On est bouleversé, bien sûr, en arrivant au bout de ce chemin sur lequel on a accompagné Emmanuèle Bernheim.
Assez de « on ». Je suis bouleversée bien sûr. Mais surtout, je me demande si, confrontée à une situation de ce genre, j’aurais autant de force et de volonté. Si moi aussi, je serais capable de devancer la vie, de ne pas la laisser décider de l’un des plus grands bouleversements qui soient, de percevoir mon deuil d’abord et avant tout comme un dernier acte de dévouement filial.

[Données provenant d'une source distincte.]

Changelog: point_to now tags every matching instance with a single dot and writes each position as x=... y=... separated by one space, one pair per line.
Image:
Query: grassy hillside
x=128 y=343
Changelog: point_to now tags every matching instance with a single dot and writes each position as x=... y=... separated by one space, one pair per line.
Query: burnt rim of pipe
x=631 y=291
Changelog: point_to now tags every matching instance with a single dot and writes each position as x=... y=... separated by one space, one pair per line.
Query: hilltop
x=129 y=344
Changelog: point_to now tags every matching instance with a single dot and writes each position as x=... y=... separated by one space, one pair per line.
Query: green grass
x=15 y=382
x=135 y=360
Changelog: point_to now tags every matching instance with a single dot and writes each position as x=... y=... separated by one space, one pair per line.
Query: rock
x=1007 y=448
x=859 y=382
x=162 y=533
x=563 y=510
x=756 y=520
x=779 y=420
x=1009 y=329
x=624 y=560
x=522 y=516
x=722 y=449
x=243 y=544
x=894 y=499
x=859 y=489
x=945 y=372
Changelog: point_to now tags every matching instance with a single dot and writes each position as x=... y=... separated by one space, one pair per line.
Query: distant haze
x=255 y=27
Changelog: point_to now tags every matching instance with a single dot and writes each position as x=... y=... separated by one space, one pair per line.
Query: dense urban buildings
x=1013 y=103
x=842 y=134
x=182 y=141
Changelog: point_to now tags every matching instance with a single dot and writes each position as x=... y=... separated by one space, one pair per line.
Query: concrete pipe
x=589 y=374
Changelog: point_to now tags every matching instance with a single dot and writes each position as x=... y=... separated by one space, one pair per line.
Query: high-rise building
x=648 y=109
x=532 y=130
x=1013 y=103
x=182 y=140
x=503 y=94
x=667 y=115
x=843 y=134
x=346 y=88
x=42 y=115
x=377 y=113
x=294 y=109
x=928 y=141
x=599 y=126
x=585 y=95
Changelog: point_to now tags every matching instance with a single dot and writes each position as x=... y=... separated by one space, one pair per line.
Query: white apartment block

J’ai été emportée. Emportée et secouée par de profonds questionnements sur ma propre histoire. Mais ce qui m’a émue vraiment, ce sont ces insignifiantes petites choses que relèvent Emmanuèle Bernheim. Ces petites choses qui ponctuent nos quotidiens, ces petites marques que laissent nos êtres aimés et qui, parce que l’on prend conscience de leur disparition prochaine, deviennent soudain autant de traces de vie.
« J’ouvre le frigidaire. Sur la première tablette, à la hauteur de mes yeux, il y a le reste du sandwich de mon père. Je ne peux pas le garder. Même au frais, il va rancir, moisir, le saumon sentira fort. Allez, je le jette. J’appuie sur la pédale de la poubelle. Le couvercle se soulève. A travers le fin plastique luisant, je découvre alors, découpée dans la mie brune, l’empreinte en demi-lune des mâchoires de mon père. Mon bras s’immobilise. Au-dessous, le trou sombre, les ordures. Je ne peux pas. Mon pied quitte la pédale, le couvercle retombe, un « Dong » sourd qui résonne dans l’appartement désert. Je reste là, sans bouger, le sandwiche à la main. Et si je le mettais dans le congélateur ? Il se conserverait. Je le range, bien à plat, sur une boîte de glace vanille. Et voilà ».
Sur le même thème, qui est une vraie question de société, je vous recommande aussi le beau livre de Noëlle Châtelet « La dernière Leçon » (Seuil, 2005). Avec un gros paquet de mouchoirs à côté.